Issue when batch OCRing large numbers of mixed pdf and image files with rule

Hi there, I have been try ing to migrate a load of my Evernote files into DT3. Ive managed to get them in and clean them ups using Bluefrog’s helpful rule. All good thanks. Next I wanted to ensure any image files that come across are fully OCRd. So using the rule from another user I successfully batched things up and it was all working fine. Halfway through however, the system hanged and I had to abort the rule. I tried looking at the file on which it was hanging. I applied OCR individually and it work fine. I then started the rule again to see if I can get the remaining 70 docs processed, but it refuses to start. It is showing 70 left, but nothing happens. I have the activity monitor up all the time… plenty of activity when processing successfully, but nothing now its stopped (unsurprisingly!). Ive tried to get this to process (350ish docs) a few times, but it always seems to bomb out at some point. Does anyone have any suggestions why this may be? Here is the rule:

Screenshot 2023-01-21 at 00.28.02

Does restarting DEVONthink or rebooting the computer make a difference? Anything logged to Windows > Log?

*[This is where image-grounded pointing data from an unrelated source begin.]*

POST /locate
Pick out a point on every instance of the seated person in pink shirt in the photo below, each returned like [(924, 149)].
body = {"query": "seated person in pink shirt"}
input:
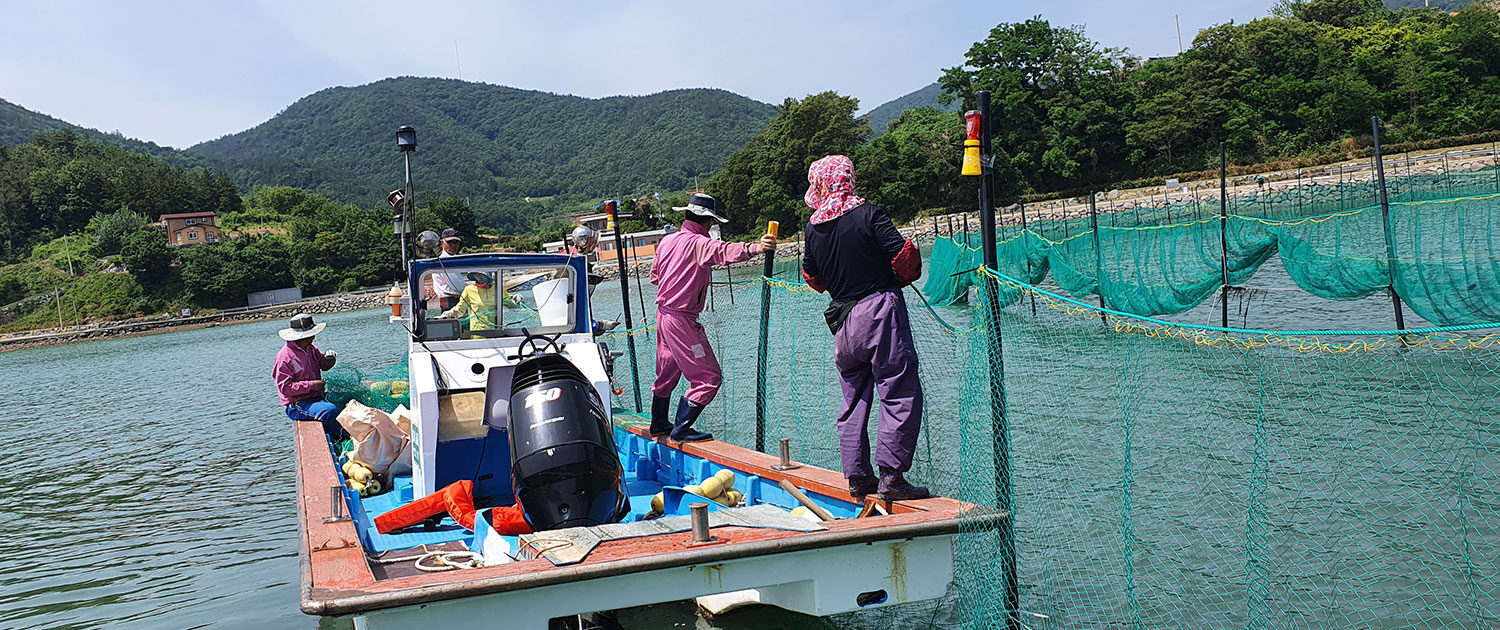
[(680, 272), (299, 375)]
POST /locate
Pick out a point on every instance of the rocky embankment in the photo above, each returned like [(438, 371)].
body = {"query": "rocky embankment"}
[(168, 323)]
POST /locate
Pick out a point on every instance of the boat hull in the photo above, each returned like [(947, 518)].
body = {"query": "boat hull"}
[(851, 564), (821, 581)]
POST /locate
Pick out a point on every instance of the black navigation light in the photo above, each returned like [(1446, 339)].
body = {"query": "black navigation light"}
[(407, 138)]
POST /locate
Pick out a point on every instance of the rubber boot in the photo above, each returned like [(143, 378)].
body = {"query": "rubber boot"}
[(660, 407), (894, 488), (687, 413), (861, 486), (419, 510)]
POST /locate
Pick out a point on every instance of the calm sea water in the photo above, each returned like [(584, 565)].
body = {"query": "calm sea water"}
[(149, 482)]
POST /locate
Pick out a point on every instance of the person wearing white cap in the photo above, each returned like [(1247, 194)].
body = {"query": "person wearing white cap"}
[(299, 375), (447, 287), (680, 272)]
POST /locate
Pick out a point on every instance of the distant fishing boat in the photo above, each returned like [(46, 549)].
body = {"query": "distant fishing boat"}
[(516, 404)]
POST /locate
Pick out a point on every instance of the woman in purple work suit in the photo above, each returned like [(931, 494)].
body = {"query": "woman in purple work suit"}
[(857, 255)]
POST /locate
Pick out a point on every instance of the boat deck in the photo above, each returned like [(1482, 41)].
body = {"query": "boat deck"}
[(339, 576)]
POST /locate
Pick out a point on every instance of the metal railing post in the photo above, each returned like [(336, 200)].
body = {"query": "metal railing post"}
[(999, 423), (1385, 222)]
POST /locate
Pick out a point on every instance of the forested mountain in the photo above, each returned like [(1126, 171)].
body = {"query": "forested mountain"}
[(882, 116), (20, 125), (1445, 5), (492, 144)]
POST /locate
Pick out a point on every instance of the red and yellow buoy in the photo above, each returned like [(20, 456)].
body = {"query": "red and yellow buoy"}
[(393, 299), (971, 146)]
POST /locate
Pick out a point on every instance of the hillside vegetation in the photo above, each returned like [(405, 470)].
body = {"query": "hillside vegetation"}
[(1442, 5), (882, 116), (20, 125), (1071, 114), (492, 144)]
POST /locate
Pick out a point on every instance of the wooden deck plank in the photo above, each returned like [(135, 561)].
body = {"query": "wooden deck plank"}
[(336, 566)]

Thanks. Nothing in the log, but yes, a restart of DT3 cured it and the rule runs again. My concern is that I would like to batch process 1000’s of notes and if I can’t work out why this is happening, I may end up coming back the next day to find only some of the batch has been processed before it bombed out. I have repeated the import of the same Evernote notebook a few times now and followed the same procedure, and the same thing happens every time Ive tried so far. Is there anything else I could try to get to the bottom of it? Without log details it’s difficult to know what is going wrong.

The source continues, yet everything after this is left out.